Assessing Soil Salinity Dynamics in the Middle and South of Iraq Using Remote Sensing Techniques
DOI:
https://doi.org/10.24996/ijs.2026.67.7.39Keywords:
Soil salinity, Remote sensing , Landsat 8 , LST , NDVIAbstract
Soil salinization is a pervasive global issue, particularly in semi-arid and dry areas. It constitutes the primary cause of soil degradation, significantly impairing soil functionality and agricultural productivity. Consequently, there is a pressing need for precise procedures to measure soil salinity in various areas, which are necessary for managing, correcting, monitoring, and utilizing saline soils effectively. This study employed remote sensing (RS) techniques as a robust approach for constructing predictive models of soil salinity by examining changes in soil salinity using different salinity indices and comparing them with electrical conductivity (EC) measurements for soil samples.

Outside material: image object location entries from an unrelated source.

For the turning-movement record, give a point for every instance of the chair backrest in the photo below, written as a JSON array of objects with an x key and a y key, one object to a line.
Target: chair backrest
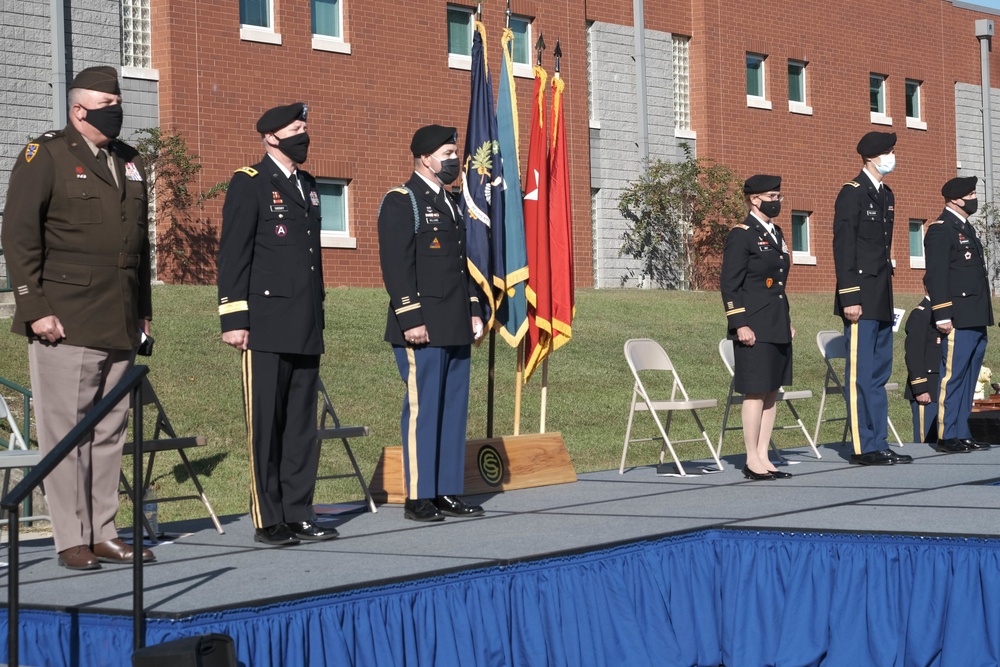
[
  {"x": 644, "y": 354},
  {"x": 832, "y": 345},
  {"x": 727, "y": 354},
  {"x": 16, "y": 440}
]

Among the five salinity indices evaluated, the study identifies soil salinity (SI2) as the most accurate index that reflects Iraqi soil conditions. Consequently, the regression equations model is leveraged to predict the EC compatible with various soil types. Thus, the accuracy was increased by combining ground-truthing and sophisticated Remote sensing (RS). Land Surface Temperature (LST) and Normalized Difference Vegetation Index (NDVI) were calculated to study the relationship between them and soil salinity. It was found that LST changed during the study period at a rate of 61.3±2.8 and 99.8±1.9 for Baghdad and Basrah, respectively. The relationship between LST and salinity exhibits a weak correlation, indicating that temperature is not the primary factor contributing to the increase in soil salinity. This study highlights the potential of remote sensing in refining soil salinity prediction models. These realizations were used to build practical plans to mitigate the effects of soil salinity on agriculture and the surrounding ecosystem.